Midpoint Construction Management Tips for Subcontractors (Part 2)
A series on construction project management best practices.
Once the project begins, you should set a daily routine for your crew leaders to maintain updates. Schedule morning and afternoon huddles of 10 minutes each. This routine is not a waste of time. If you are thinking that taking 20 minutes out of the busy day is crazy, imagine how much time you will likely save.
Create two project whiteboards that the crew leader fills out. One has a daily list of four or five tasks to finish. You will find your team is competitive. The tasks are usually crossed off the whiteboard by 3:00 p.m. that day. The second whiteboard has questions that need answers. Have your team leader take a photo of the whiteboards at the end of each day and email them to the office.
Ask your team lead to fill out the standard weekly reports on project updates on budget, safety, deadlines, and quality results. During the weekly meeting, have them list three or four highlights on the project and three or four “lowlights” of issues that can be improved upon. Make sure you follow up on these suggestions and issues. The quickest way to have your field staff ignore you is for you to ignore them.

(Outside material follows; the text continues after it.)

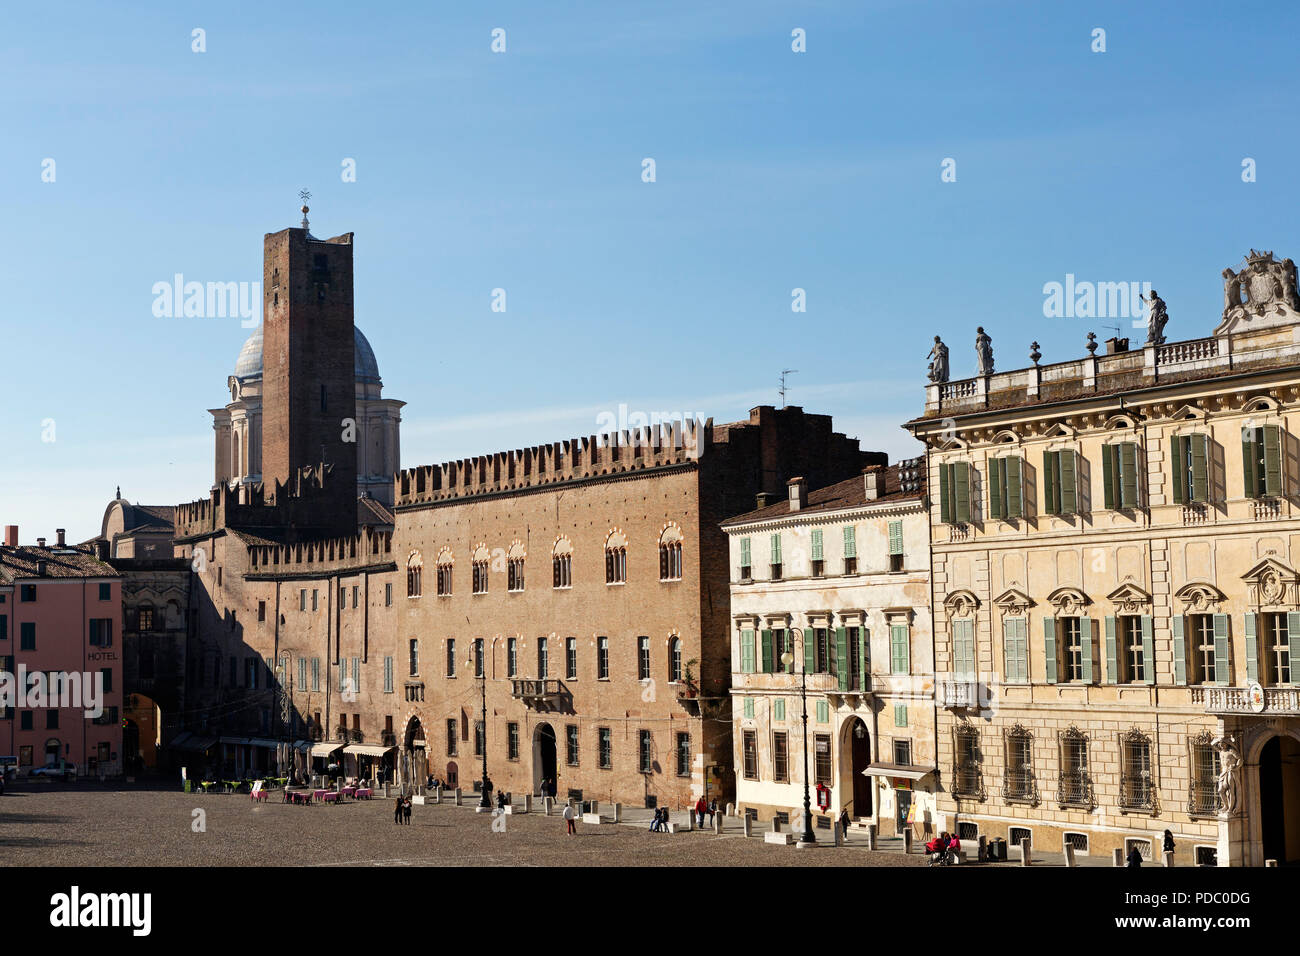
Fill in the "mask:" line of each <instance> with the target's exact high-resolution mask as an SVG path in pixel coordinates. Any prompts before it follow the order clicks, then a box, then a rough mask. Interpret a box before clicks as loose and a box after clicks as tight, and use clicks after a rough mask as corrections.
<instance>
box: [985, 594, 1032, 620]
mask: <svg viewBox="0 0 1300 956" xmlns="http://www.w3.org/2000/svg"><path fill="white" fill-rule="evenodd" d="M993 604H995V605H997V606H998V607H1001V609H1002V614H1005V615H1006V617H1009V618H1019V617H1023V615H1024V614H1026V613H1027V611H1028V610H1030V607H1032V606H1034V598H1032V597H1030V596H1028V594H1026V593H1024V592H1023V591H1021V589H1019V588H1008V589H1006V591H1004V592H1002V593H1001V594H998V596H997V597H995V598H993Z"/></svg>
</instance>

Schedule VIP tours of the project every few weeks, depending, of course, on the length of the project you may only need one. This keeps the crew on their toes and ready to impress.
Be sure you are meeting the project deadlines or milestones you and your client agreed on, failure to do so may result in damages, which could translate into thousands of dollars per day. Of course, there are legitimate causes for deadline delays. And not being able to meet the schedule is often no fault of your own—it’s common to lose time from delays due to other contractors, design clashes, scope changes or bad weather.
If any of these are the case, document the situation and inform the client. Avoid being hit with charges for liquidated damages. Use software to assist with these management tasks. Software elevates your ability to inform your client in a much more timely and efficient manner. Be the contractor who doesn’t holler wolf several times. Instead, be known as the contractor who presents clear evidence of issues and solutions to solve them.
Project tracking software makes this easy. There are automatic time and date stamps to validate production and change orders. Software can report if your production is over budget and behind schedule, in seconds. You can make corrections that same day. Take pictures of issues such as design clashes with your smartphone and link them to your report. Software is designed to place photos at the exact spot in drawings.
Train your team to represent your company. Have them shake hands with the owner’s representative and the superintendent every time they meet. Have them ask questions throughout the project so the client and your team stay aligned. Reach out to the teams on a daily basis. Track the pre-construction goals you set.
Start the pre-punch list before the completion deadline so you prevent a lot of loose ends at the end of the project.
Call in your closers before the project deadline. Make sure you have the materials and contractors scheduled to complete the final touches on time. This last step carries the project over the finish line. It is what makes the difference between a good contractor and a great one. Your team will shine and may be placed on the preferred list for the next bid.